MotoGP to introduce new era of zero-carbon fuels by 2027
MotoGP, the top division of the Grand Prix motorcycle racing held on road circuits sanctioned by the Fédération Internationale de Motocyclisme (FIM), has announced it will introduce 40% non-fossil origin fuels from 2024.
The championship is currently divided into four classes: the eponymous MotoGP, Moto2, Moto3 and MotoE. The first three classes use four-stroke engines, while the MotoE class introduced in 2019 uses electric motorcycles.
By 2024, the series aims to have all three classes of the world championship, including Moto2 and Moto3, to use these fuels.

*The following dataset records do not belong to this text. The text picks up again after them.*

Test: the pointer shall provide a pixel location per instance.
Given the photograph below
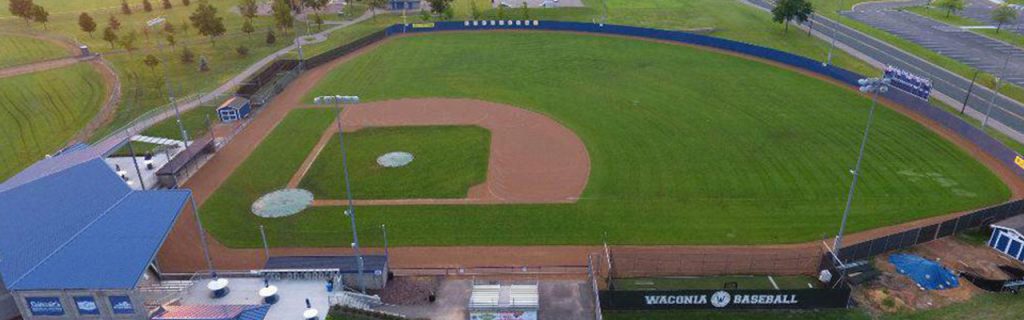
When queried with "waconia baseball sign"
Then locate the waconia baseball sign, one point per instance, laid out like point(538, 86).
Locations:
point(731, 298)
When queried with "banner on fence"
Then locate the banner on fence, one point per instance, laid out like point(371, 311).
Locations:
point(726, 298)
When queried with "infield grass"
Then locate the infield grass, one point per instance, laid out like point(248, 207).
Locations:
point(16, 50)
point(687, 147)
point(41, 112)
point(448, 161)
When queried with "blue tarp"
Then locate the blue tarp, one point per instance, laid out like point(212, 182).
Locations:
point(926, 273)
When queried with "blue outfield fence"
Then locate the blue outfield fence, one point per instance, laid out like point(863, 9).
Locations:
point(990, 146)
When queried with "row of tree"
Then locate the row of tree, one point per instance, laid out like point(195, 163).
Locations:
point(29, 11)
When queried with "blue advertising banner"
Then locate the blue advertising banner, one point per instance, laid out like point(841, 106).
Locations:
point(122, 305)
point(86, 306)
point(45, 306)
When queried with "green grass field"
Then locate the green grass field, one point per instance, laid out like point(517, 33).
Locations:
point(448, 161)
point(15, 50)
point(674, 140)
point(742, 282)
point(41, 112)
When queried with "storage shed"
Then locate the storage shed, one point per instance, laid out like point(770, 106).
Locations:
point(1008, 237)
point(233, 109)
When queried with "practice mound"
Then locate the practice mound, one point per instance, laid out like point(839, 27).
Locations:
point(283, 202)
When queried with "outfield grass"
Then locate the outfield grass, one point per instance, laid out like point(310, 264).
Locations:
point(15, 50)
point(742, 282)
point(674, 140)
point(448, 161)
point(41, 112)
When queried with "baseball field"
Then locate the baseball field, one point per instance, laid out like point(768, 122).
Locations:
point(682, 146)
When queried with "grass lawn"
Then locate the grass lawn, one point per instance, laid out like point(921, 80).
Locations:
point(743, 282)
point(16, 50)
point(668, 150)
point(41, 112)
point(448, 161)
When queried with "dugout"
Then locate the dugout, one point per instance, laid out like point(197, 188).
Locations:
point(183, 164)
point(82, 241)
point(1008, 237)
point(233, 109)
point(342, 269)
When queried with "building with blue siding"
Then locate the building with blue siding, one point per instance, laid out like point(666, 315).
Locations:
point(77, 241)
point(1008, 237)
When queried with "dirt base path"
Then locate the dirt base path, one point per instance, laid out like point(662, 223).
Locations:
point(534, 159)
point(181, 251)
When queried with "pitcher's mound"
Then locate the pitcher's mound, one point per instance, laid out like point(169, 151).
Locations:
point(394, 159)
point(283, 202)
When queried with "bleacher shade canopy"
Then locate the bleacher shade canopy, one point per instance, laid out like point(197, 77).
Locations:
point(207, 312)
point(71, 223)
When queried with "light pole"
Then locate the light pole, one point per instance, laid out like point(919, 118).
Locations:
point(337, 101)
point(835, 32)
point(876, 86)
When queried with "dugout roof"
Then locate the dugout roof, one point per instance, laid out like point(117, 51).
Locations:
point(75, 225)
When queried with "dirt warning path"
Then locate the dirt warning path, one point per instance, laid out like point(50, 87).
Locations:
point(534, 159)
point(181, 251)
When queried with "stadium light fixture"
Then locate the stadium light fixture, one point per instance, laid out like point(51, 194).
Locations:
point(873, 86)
point(337, 101)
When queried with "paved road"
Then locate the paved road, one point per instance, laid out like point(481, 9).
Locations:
point(226, 88)
point(968, 47)
point(1008, 114)
point(981, 10)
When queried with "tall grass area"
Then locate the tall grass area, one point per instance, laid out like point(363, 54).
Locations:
point(144, 88)
point(41, 112)
point(674, 138)
point(15, 50)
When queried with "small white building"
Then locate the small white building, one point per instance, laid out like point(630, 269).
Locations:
point(1008, 237)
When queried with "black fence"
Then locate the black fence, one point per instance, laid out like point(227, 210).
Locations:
point(345, 49)
point(266, 76)
point(928, 233)
point(727, 298)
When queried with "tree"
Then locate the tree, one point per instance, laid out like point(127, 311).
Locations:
point(283, 14)
point(114, 23)
point(247, 27)
point(128, 41)
point(204, 65)
point(207, 23)
point(248, 8)
point(270, 38)
point(186, 55)
point(376, 4)
point(787, 10)
point(152, 62)
point(40, 14)
point(949, 5)
point(20, 8)
point(110, 36)
point(86, 24)
point(1004, 14)
point(438, 6)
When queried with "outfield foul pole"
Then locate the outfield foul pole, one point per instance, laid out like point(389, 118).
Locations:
point(876, 86)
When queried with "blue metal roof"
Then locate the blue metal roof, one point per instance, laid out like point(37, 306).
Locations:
point(82, 228)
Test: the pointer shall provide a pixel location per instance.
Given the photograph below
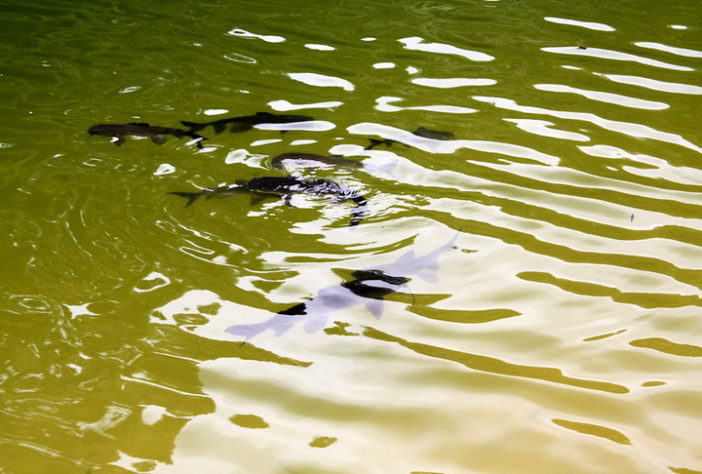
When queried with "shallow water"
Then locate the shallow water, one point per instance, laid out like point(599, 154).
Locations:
point(551, 321)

By 2027, all three classes will use zero-carbon fuels, produced using renewable energy, either “lab-created” or derived from waste materials.
“I’m really proud of this announcement, after many months and even years of negotiations with petrol companies and manufacturers, we’ve reached an agreement,” said FIM President Jorge Viegas. “This will allow MotoGP to be the leader in this real revolution for sustainability.”
Every MotoGP manufacturer will work with their fuel supplier, creating a selection of sustainable fuels. Moto2 and Moto3 will continue to be powered by a control supplier – which is currently Malaysia’s state-owned oil and gas company PETRONAS.
The “drop-in” sustainable fuels will be used in standard internal combustion engines, suggesting MotoGP has no immediate plans to switch to hybrid engines.
“We want to really show the way to all the motorcycle manufacturers that it’s possible to have the fun we all like but with sustainable fuels,” said Viegas.
“We hope by 2027 to have completely carbon free fuels in our competitions, leading the way and showing that, even if the racing is a small part of emissions, we must be the leaders of this change; show the way.
“Thank you to all the stakeholders for the negotiations, finally now we can announce the good news.